LOD (level of detail) calculations allow you to make calculations at a specific level of granularity. They enable more precise control over what level of detail the data is aggregated over. This is something which standard aggregations in Tableau Prep fail to do.
There are three types of LODs: Fixed, Exclude and Include. In this blog we will only discuss the fixed kind.
Fixed LOD
A fixed LOD does exactly what it says on the tin and is formed as follows in Tableau Prep:

Consider the prep flow in figure 1 on the subject of tax. In a clean step if you right click on a field and navigate to 'Create Calculated Field' and then 'FIXED LOD' you will reach this particular view. A key tip when working with LODs is work from the inside out. In this case we want to compute the maximum row number and group (or fix) by the staff ID. In English terms this means for each staff ID what is the highest number of rows.
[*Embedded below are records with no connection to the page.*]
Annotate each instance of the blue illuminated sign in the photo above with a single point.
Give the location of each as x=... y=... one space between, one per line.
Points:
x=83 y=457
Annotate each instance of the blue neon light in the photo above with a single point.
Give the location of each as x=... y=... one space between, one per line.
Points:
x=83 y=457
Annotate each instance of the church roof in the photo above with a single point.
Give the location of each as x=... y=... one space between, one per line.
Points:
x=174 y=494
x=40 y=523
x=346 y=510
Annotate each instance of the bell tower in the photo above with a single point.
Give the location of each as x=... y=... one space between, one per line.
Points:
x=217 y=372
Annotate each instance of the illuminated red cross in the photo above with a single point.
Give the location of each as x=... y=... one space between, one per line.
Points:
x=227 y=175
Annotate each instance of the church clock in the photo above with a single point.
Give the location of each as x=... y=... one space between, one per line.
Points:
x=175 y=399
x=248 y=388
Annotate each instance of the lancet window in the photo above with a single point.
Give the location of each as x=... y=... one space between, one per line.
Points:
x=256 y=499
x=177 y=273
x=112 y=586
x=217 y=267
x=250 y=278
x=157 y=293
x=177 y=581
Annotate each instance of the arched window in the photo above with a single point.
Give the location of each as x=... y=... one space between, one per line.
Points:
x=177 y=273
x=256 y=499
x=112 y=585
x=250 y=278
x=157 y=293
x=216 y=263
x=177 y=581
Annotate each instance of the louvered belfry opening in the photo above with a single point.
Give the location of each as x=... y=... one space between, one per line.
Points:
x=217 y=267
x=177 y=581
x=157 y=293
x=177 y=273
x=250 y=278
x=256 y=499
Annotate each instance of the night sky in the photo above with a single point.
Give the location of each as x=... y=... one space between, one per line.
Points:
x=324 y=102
We can see the result of performing this LOD in figure 2.

Self-Join Aggregations
We will now look at the same process using the self-join method. Self joining involves a flow joining back onto itself to preserve fields which would otherwise be lost when performing an aggregation. Consider the flow in figure 3:

An aggregation over the max row number and grouping over the ID has been performed and then this flow has been joined back onto itself via an inner join to yield the above result. The join clause in this case is 'StaffID' which has a 1:1 relationship with itself hence the reason for this type of join. If you look at the number of fields and rows in both examples you will see that they are the same (15 fields and 999 rows) and that the values in the table are identical.
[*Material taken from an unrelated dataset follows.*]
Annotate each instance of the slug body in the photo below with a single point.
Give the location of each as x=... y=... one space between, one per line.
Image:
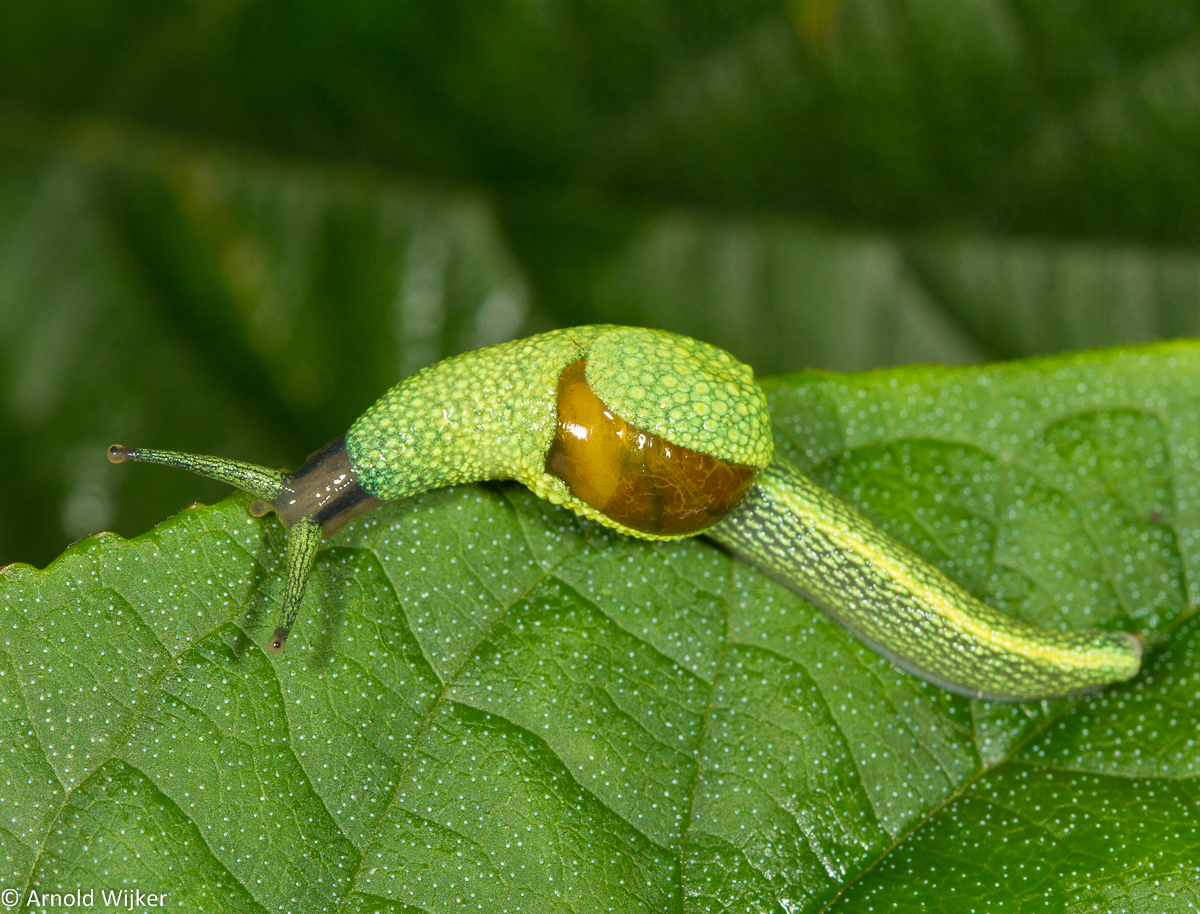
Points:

The exact technique you will use will depend heavily on the nature of the data and how it needs to be prepared and in this case both methods were fairly simple to implement. Aggregations and self joins are usually easier to understand so may be a more appealing method if you are less familiar with LOD's but be mindful that using an incorrect join type could have serious consequences such as an explosion of rows. Joins are also quite intensive from a computing perspective so this is something to bear in mind for larger data sets. In general, a fixed LOD is probably better.